Integration with dependency management tools allows release managers (RMs) to track new code coming in through library updates. RMs can quickly assess code interdependencies and see the progress of changes in a release. Finally, when an RM has checked everything, they can trigger a build through Jenkins.

The Control Tower main view allows RMs to see details from all the relevant systems.

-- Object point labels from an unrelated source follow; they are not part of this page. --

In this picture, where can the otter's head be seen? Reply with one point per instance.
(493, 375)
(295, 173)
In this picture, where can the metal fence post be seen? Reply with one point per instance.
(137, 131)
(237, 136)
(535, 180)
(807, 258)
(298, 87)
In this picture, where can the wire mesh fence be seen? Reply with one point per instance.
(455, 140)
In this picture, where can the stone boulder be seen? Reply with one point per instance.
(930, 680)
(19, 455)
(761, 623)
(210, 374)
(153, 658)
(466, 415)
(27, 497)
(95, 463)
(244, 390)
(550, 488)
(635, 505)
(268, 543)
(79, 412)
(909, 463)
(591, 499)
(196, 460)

Changes are organized by JIRA issue key, and each change item includes links to Crucible code review information and Git repo locations.

By automating, we significantly reduced the amount of human interaction necessary in our release process. In the following image, every grey box represents a manual step that was eliminated.

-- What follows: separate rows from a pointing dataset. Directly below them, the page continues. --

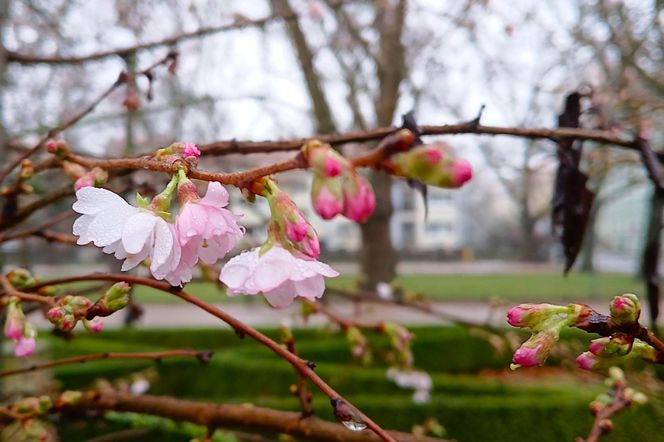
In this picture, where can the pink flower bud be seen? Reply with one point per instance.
(290, 225)
(528, 357)
(586, 360)
(536, 350)
(359, 198)
(54, 314)
(332, 166)
(25, 347)
(15, 322)
(327, 197)
(191, 151)
(432, 164)
(462, 172)
(625, 309)
(95, 326)
(598, 346)
(296, 226)
(13, 329)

A diagram showing our simplified release process after implementing Control Tower.

After automating, we reduced the number of required clicks and Git actions from over 100 to fewer than 15. And new features now add no extra work, instead of requiring 13 extra actions.

To learn even more about Control Tower, see our Indeed Engineering tech talk. We talk about Control Tower starting at 32:45.

Lessons learned

In the process of creating our unified release system, we learned some valuable lessons.

Lesson 1: Automate the process you have, not the one you want

When we first set out to automate our release process, we did what engineers naturally do in such a situation — we studied the process to understand it as best as we could before starting. Then, we did what engineers also naturally do — we tried to improve it.

While it seemed obvious to “fix” the process while we were automating it, we learned that a tested, working process — even one with problems — is preferable to an untested one, no matter how slick. Our initial attempts at automation met with resistance because developers were unfamiliar with the new way.

Lesson 2: Automation can mean more than you think

When most people think of “automating” a process, they assume it means removing decisions from human actors — “set it and forget it.” But sometimes you can’t remove human interaction from a process. It might be too difficult technically, or you might want a human eye on a process to assure a correct outcome. Even in these situations, automation can come into play.

Sometimes automation means collecting and displaying data to help humans make decisions faster. We found that, even when we needed a human to make a choice, we were able to provide better data to help them make a more informed choice.

Deciding on the proper balance between human and machine action is key to automating. We see future opportunities for improvement by applying machine learning techniques to help humans make decisions even faster.

Lesson 3: Transparency, transparency, transparency

Engineers might not like inefficiency, but they also don’t like mystery. We wanted to avoid a “black box” process that does everything without giving insight as to how and why.

We provide abundant transparency through logging and messaging whenever we can. Allowing developers to examine what the process had done — and why — helped them to trust and adopt the automation solution. Logging also helps should anything go wrong.

Where do we go from here?

Even with our new system in place, we know that we can improve it. We are already working behind-the-scenes on the next steps.

We are developing algorithms that can monitor issue statuses, completed code reviews, build/test statuses, and other external factors. We can develop systems capable of programmatically understanding when a feature is ready for release. We can then automatically make the proper merge requests and set the release process in motion. This further reduces the time between creating and shipping a feature.

We can use machine learning techniques to take in vast amounts of data for use in our decision-making process. This can point out risky deploys and let us know if we need to spend extra effort testing or if we can deploy with minimal oversight.

Our release management system is an important step toward increasing our software output while maintaining the quality our customers expect. This system is a step, not the final goal. By continually improving our process, by learning as we go, we work toward our ultimate goal — helping even more people get jobs.